Review: Godspeed You! Black Emperor, Boiler Shop, Newcastle
The last time the Canadians visited Tyneside, their set at The Sage was memorably interrupted by a fire alarm, heralding the venue's first-ever full-scale evacuation.
Fast forward two years, and most assumed a particularly wry joke was at play when a similar siren rose above the Boiler Shop's PA.
Before long, though, the evening took a turn for the surreal, as blue lights began flashing through the venue's side window.
If the band had remained poe-faced during the alarm itself, their bemused expressions betrayed that a fire engine pulling in certainly wasn't part of the script.
This time, however, the eight-piece carried on unabated. In full flow, Godspeed are quite simply on a plateau of their own, and in this mood there was nothing which could halt their monolithic procession.
Never ones to dwell on former glories, their 110-minute set (comprising a grand total of seven songs) largely eschewed fan favourites, and instead fixed its gaze on new album Luciferian Towers.
By their own exceptionally high standards, the record has been met with a slightly lukewarm reception, but there was nothing muted in the way they brought its immense, drone-laden opuses to life.
Presented before minimal lighting and murky, evocative projections, Godspeed's music has always struck a distinctive tone, its sheer scale and funeral pace conveying an intoxicating sense of impending apocalyptic doom.
Nowhere was this better displayed than Anthem For No State, an electrifying, nightmarish soundtrack played before dystopian scenes and visions of collapsing skies.
It was a marriage of sound and visuals which left their audience utterly transfixed, staring blankly into space while dense tides of noise raged and reverberated from all corners.
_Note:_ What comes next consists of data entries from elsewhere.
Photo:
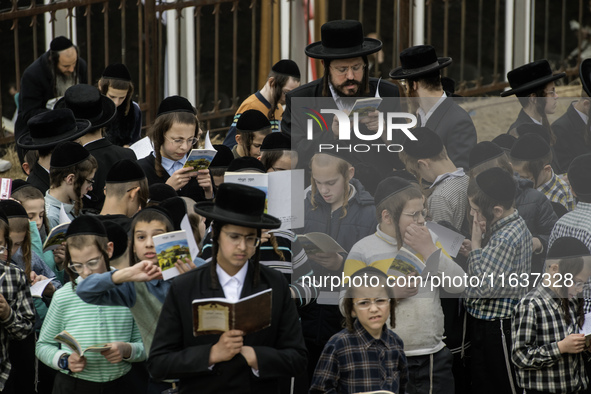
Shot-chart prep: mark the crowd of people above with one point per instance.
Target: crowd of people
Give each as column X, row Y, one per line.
column 521, row 203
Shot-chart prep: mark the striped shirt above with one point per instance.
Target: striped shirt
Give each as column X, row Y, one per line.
column 90, row 325
column 558, row 191
column 506, row 255
column 354, row 362
column 576, row 224
column 538, row 326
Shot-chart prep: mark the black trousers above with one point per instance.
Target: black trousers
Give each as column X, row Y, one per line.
column 490, row 366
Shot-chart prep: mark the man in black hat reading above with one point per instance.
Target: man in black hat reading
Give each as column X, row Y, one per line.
column 420, row 69
column 283, row 78
column 49, row 77
column 343, row 50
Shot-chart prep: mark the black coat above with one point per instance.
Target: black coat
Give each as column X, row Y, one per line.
column 370, row 168
column 456, row 129
column 106, row 154
column 37, row 87
column 191, row 189
column 177, row 354
column 570, row 141
column 39, row 178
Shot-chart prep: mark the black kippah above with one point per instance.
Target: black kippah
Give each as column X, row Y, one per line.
column 428, row 144
column 567, row 247
column 390, row 186
column 287, row 67
column 579, row 175
column 175, row 104
column 483, row 152
column 223, row 158
column 13, row 209
column 497, row 183
column 246, row 163
column 251, row 121
column 161, row 191
column 86, row 225
column 125, row 171
column 60, row 43
column 504, row 141
column 530, row 147
column 117, row 71
column 117, row 235
column 68, row 154
column 276, row 141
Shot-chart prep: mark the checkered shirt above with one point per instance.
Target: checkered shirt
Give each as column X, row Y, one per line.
column 507, row 253
column 538, row 326
column 354, row 362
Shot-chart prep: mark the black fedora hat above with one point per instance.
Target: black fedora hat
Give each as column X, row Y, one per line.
column 240, row 205
column 87, row 102
column 585, row 75
column 342, row 39
column 50, row 128
column 417, row 61
column 530, row 76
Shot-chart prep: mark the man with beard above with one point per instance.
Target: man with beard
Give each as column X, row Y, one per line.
column 47, row 78
column 344, row 53
column 420, row 70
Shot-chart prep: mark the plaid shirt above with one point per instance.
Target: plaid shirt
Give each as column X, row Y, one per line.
column 19, row 324
column 538, row 326
column 354, row 362
column 576, row 224
column 558, row 191
column 507, row 255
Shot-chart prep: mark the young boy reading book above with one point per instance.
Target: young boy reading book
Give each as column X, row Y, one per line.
column 547, row 345
column 231, row 362
column 366, row 355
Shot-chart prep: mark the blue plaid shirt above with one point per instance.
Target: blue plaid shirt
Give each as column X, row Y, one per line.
column 354, row 362
column 506, row 255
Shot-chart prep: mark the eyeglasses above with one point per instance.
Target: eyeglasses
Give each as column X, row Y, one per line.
column 236, row 239
column 366, row 304
column 181, row 141
column 345, row 69
column 90, row 264
column 416, row 215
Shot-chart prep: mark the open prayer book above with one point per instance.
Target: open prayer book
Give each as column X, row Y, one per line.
column 67, row 339
column 218, row 315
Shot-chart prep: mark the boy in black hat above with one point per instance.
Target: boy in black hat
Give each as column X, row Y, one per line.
column 420, row 68
column 251, row 130
column 531, row 157
column 254, row 363
column 87, row 103
column 45, row 131
column 427, row 158
column 126, row 192
column 283, row 78
column 501, row 244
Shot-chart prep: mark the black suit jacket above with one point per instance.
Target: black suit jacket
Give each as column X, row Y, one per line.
column 570, row 141
column 456, row 129
column 370, row 168
column 177, row 354
column 106, row 154
column 39, row 178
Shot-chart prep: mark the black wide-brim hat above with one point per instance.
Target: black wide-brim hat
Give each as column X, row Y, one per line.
column 418, row 61
column 342, row 39
column 530, row 76
column 87, row 102
column 585, row 75
column 51, row 128
column 239, row 205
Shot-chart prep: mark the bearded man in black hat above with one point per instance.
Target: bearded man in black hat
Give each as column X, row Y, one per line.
column 49, row 77
column 420, row 69
column 343, row 51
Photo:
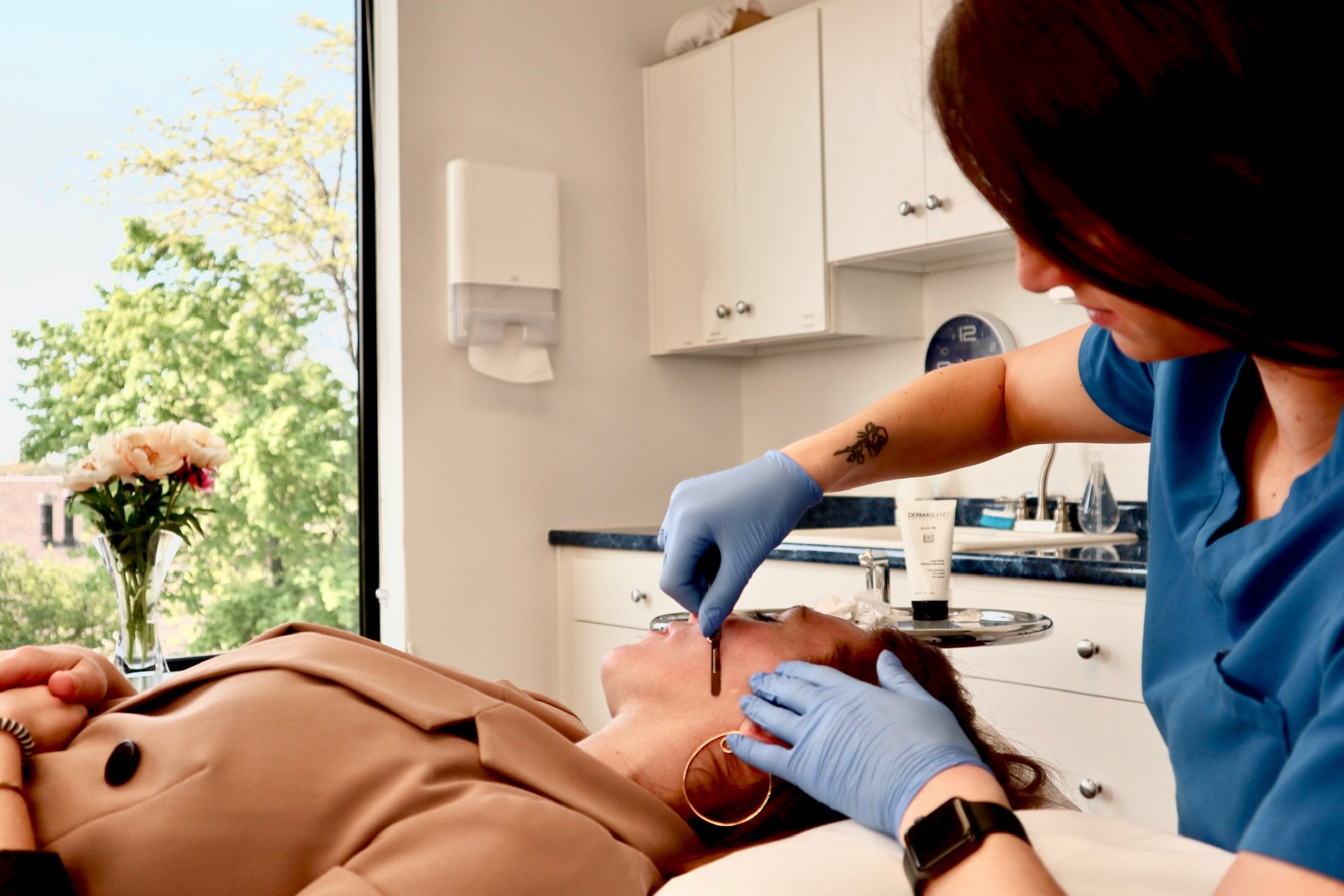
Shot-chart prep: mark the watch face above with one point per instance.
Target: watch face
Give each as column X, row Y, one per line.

There were no 'thank yous' , few dynamic shifts and no encores to break the spell. Such was the majesty emanating from the stage, even the farcical scenes unfolding outside proved only a momentary distraction.
A force like few before or since, it was the type of gargantuan, mesmeric performance with which they've built their legacy, and testament as to why their status as post-rock royals remains beyond question.
Let's just hope they've not left under the impression that our region is cursed... a return visit can't come soon enough!